Ce n’est pas la nuit du 4 août mais celle du 3. Et rien ne sera aboli. Aucun privilège, aucun désordre. Encore une nuit quasi blanche, à charogner dans ma base de données, à faire, défaire, taper du pied, me raisonner, rire de moi-même, rêver de tout laisser tomber. Puis cet instant d’effroi — plus rien ne me retient. Une chute sans fin, comme dans les rêves d’enfant, suivie d’un effroi plus ancien encore, plus souterrain. Je crois qu’on doit se risquer. Sinon, à quoi bon ? C’est ma conclusion à l’aube. Rien ne fonctionne encore mais j’ai retrouvé le calme. Il n’y a que par là que ça passera. Calme et discipline. Même si ce mot pue l’amertume et la soumission, je n’en ai pas d’autre. On nous veut disciplinés pour servir un but qu’on refuse. Alors on s’arme d’une autre discipline, intérieure, contraire. Ce n’est pas un rapport de force. Je n’ai pas la force. Seulement l’instinct, la main qui s’accroche à la moindre aspérité de la paroi. Et malgré tout, brutalement, je tiens à la vie.
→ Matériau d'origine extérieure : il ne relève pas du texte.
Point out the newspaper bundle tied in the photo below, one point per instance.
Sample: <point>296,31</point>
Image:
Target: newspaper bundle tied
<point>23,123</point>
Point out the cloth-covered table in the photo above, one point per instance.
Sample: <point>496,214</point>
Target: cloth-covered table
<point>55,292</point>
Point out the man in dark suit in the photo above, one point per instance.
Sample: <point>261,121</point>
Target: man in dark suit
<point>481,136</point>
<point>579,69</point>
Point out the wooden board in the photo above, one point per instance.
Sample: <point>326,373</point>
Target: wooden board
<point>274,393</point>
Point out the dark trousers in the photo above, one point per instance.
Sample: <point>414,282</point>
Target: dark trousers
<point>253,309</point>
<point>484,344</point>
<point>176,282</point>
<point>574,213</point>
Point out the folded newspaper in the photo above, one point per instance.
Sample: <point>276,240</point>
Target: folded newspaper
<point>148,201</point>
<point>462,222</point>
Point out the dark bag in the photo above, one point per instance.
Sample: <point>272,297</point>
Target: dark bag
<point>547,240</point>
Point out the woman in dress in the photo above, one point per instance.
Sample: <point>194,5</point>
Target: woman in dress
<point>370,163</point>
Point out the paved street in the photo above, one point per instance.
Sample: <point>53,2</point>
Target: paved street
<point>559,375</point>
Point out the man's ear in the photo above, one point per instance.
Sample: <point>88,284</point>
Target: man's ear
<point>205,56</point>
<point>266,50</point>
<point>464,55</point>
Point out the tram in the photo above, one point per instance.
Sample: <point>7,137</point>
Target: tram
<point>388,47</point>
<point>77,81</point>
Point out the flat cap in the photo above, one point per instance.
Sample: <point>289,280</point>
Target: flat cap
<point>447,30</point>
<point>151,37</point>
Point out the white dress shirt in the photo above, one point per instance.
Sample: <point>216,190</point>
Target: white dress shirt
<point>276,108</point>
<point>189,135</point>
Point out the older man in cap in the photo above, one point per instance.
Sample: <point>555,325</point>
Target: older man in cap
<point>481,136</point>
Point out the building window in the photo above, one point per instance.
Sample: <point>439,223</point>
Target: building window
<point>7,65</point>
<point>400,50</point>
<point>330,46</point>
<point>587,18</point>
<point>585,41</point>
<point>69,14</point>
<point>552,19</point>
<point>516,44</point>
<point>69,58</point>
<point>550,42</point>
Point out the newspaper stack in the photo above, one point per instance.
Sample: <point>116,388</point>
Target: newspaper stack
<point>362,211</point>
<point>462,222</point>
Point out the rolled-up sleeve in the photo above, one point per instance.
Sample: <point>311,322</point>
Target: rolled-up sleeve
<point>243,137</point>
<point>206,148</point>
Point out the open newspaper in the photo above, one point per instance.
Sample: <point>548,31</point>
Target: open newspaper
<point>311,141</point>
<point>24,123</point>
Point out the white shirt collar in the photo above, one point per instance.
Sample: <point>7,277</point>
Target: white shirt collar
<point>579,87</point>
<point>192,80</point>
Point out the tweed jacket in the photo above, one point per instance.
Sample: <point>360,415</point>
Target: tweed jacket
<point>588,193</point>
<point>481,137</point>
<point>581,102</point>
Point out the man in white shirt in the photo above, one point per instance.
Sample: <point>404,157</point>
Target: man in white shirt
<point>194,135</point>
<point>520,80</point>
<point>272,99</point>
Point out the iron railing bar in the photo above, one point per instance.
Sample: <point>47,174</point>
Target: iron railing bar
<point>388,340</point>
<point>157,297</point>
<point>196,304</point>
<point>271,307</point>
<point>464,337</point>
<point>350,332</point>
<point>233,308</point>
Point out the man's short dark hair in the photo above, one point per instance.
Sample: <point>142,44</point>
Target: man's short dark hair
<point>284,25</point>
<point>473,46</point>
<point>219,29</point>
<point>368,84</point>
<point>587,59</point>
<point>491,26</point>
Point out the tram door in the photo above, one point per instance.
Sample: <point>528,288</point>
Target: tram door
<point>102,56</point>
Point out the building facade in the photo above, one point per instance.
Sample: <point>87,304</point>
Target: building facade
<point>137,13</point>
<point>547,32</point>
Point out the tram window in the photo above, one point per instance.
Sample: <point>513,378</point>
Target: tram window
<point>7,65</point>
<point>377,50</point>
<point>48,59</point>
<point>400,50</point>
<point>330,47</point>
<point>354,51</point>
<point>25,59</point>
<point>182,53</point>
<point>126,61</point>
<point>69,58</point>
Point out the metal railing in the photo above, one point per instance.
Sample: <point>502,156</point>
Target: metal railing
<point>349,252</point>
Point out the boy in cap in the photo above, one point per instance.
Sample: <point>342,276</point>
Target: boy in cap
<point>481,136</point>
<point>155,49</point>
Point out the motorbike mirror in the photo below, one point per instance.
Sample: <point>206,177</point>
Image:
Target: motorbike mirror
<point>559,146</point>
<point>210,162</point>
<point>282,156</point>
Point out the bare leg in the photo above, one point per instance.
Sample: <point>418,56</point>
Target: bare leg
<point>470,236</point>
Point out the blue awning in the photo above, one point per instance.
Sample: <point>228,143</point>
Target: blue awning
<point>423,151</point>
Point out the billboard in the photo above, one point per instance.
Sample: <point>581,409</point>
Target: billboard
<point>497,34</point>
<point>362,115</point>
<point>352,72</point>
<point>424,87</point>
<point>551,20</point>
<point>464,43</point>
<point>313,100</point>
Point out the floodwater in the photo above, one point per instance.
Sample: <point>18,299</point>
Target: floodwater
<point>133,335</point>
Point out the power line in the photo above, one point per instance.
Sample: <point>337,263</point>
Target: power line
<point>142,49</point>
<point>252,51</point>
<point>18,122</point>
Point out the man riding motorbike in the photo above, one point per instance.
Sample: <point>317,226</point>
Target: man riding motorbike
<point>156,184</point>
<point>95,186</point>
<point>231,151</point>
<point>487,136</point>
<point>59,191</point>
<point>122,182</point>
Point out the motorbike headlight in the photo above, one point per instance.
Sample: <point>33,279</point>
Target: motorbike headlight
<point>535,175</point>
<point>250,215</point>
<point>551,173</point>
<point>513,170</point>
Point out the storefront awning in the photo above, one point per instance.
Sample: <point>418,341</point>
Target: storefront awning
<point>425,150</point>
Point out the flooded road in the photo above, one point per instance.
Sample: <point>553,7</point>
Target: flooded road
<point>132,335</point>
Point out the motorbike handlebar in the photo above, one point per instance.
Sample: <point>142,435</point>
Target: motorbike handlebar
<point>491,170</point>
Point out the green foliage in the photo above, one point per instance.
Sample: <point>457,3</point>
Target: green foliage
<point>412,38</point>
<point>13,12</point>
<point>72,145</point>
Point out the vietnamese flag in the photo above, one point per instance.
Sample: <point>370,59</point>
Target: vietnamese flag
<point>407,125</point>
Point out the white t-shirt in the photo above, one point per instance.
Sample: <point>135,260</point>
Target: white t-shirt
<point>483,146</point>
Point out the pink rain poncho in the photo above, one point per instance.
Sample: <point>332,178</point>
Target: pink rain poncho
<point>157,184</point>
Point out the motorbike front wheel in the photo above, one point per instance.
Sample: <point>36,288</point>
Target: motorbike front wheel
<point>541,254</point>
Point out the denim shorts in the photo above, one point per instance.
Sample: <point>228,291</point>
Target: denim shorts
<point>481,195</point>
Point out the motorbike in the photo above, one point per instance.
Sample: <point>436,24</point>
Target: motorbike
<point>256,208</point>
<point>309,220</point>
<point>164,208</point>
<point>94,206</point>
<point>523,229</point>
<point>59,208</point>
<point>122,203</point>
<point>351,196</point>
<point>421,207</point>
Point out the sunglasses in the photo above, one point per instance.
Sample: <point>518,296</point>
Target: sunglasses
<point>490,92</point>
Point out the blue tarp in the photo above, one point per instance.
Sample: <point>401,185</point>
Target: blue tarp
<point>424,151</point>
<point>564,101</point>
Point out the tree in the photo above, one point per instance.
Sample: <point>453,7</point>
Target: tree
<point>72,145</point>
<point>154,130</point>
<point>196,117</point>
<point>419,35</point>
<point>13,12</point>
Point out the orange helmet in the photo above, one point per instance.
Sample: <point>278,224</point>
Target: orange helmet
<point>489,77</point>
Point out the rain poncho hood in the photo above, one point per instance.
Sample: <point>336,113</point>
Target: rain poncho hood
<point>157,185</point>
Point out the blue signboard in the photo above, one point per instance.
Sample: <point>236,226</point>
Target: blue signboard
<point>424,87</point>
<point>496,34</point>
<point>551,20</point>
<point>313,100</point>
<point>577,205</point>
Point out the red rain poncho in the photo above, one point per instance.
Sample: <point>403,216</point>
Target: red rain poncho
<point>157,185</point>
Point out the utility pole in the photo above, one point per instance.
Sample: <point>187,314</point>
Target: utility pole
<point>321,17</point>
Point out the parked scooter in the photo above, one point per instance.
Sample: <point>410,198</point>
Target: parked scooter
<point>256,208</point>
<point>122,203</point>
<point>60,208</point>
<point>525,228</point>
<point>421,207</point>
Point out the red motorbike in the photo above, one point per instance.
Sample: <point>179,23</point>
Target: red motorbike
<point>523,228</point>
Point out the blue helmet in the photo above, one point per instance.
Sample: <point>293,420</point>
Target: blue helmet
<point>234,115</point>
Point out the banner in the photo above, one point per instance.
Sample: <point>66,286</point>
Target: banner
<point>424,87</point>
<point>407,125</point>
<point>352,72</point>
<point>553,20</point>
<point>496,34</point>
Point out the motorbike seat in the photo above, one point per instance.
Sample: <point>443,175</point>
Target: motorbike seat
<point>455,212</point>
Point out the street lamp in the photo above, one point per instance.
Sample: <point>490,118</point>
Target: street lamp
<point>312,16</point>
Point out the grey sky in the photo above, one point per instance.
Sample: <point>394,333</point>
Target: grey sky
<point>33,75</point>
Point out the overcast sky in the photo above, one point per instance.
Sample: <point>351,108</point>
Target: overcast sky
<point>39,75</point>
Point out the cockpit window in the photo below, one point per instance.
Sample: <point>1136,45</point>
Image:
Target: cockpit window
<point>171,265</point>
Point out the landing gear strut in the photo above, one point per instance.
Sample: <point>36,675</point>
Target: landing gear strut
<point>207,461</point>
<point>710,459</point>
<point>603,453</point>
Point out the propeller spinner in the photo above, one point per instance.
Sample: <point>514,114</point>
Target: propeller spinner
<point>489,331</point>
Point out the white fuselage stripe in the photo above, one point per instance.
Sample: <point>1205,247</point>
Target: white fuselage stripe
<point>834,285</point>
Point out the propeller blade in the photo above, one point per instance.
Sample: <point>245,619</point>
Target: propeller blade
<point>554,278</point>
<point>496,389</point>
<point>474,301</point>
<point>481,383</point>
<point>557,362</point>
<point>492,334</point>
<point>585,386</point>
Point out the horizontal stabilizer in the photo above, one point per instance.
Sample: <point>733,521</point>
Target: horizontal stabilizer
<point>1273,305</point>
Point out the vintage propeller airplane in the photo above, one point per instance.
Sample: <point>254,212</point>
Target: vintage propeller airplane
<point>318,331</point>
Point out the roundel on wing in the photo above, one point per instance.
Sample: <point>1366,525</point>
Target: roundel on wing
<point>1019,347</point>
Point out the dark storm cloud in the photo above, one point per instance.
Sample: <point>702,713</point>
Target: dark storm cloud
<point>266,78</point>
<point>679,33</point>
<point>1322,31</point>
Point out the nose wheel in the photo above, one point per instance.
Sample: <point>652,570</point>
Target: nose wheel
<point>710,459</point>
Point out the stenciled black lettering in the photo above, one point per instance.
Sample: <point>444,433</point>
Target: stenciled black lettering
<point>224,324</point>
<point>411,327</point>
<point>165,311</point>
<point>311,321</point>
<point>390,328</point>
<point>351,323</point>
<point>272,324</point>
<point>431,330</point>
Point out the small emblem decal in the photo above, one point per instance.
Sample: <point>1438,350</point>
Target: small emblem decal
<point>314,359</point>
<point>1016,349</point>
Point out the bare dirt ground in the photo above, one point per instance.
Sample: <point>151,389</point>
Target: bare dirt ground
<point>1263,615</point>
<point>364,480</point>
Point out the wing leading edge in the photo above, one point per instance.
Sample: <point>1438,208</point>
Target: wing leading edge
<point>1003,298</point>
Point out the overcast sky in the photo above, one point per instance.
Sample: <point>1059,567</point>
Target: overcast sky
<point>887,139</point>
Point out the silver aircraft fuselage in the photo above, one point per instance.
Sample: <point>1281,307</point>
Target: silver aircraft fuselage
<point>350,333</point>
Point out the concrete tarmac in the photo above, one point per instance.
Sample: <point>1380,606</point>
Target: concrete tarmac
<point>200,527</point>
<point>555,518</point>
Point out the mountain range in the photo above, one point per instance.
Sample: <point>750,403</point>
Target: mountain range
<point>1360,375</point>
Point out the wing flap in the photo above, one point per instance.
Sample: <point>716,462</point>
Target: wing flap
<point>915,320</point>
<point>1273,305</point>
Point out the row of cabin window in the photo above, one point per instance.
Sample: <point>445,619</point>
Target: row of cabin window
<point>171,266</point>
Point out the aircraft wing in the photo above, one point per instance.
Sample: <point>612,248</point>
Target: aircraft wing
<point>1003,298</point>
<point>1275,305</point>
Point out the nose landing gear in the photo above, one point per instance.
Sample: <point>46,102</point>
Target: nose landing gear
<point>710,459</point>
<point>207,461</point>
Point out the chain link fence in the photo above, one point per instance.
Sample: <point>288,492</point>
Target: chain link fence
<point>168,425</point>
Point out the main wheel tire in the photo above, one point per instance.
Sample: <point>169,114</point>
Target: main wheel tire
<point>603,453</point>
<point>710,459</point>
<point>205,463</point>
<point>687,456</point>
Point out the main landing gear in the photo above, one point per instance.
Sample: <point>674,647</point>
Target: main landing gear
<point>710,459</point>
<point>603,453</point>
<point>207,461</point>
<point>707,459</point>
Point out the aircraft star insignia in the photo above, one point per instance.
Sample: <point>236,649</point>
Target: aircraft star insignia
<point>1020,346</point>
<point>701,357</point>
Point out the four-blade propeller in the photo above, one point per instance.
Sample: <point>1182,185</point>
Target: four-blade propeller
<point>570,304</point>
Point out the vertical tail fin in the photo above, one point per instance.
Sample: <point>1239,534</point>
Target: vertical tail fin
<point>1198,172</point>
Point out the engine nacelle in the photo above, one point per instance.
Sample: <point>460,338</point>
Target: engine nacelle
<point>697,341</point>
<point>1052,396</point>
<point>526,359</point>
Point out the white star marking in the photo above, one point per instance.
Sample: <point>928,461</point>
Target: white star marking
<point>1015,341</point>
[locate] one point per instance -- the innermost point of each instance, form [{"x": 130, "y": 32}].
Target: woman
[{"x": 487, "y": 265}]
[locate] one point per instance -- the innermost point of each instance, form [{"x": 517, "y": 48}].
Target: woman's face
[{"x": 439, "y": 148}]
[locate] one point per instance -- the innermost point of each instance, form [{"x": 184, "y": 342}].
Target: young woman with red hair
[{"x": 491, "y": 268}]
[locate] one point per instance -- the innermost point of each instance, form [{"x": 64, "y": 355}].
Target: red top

Lu la lettre hebdo de François Bon. Oui François, tu as raison, ne lâche rien. Les strates souterraines et obscures sont importantes : c’est là, sans doute, que réside encore un peu de lumière, à rebours. Et oui, aussi, pour Karl Dubost — trois fois oui. « Là où la vie emmure, l’intelligence perce une issue », dit Proust. Mais la nuit, il n’y a pas d’intelligence. Il n’y a que la vie, dans son magma de contradictions, de douleurs, sans issue. Le cerceau de papier était plaque de béton (même si c’est une citation — Se perdre, Annie Ernaux , oui aussi Annie Ernaux). Et oui, aussi, Adrien. Ce ne sont que quelques exemples. On pourrait en citer mille. Tout n’est pas si noir dans les strates souterraines du net. Bonne surprise aussi : Jean-Pierre Balpe, par la bande. Je pensais à dans vingt ans. Tous les universitaires citeront Tiers Livre. Tous les soi-disant dissidents d’aujourd’hui. Comme il se doit. La culture avance par les bords, les fuites, les fissures. Puis elle devient La Culture, et c’est là que d’autres mouvements frémissent ailleurs. Et ça recommence. Et ça continue.

Nous ne sommes pas allés marcher aujourd’hui. S. s’était levée aux aurores pour aller vendre ses fripes à Beausemblant. Elle est revenue dépitée. Puis de dépit elle a glissé vers une sorte de léthargie. Puis de la léthargie à une petite déprime. J’avais préparé le repas. Le couvert était mis dans l’attente. Mais elle n’a touché à presque rien. Ce qui fait que moi non plus. Et quand j’ai dit “on va se promener”, elle a dit non, et je n’ai pas insisté. Pas de “ça va te faire du bien”. Non. Rien de tout ça. Les événements vont et viennent comme des loups, par meute. Ils tournent en grondant. Et dans ces cas-là je copie l’arbre mort. Je ne montre rien de comestible.

J’ai pris du retard dans les traductions anglaises. J’ai pris du retard quelle drôle de phrase.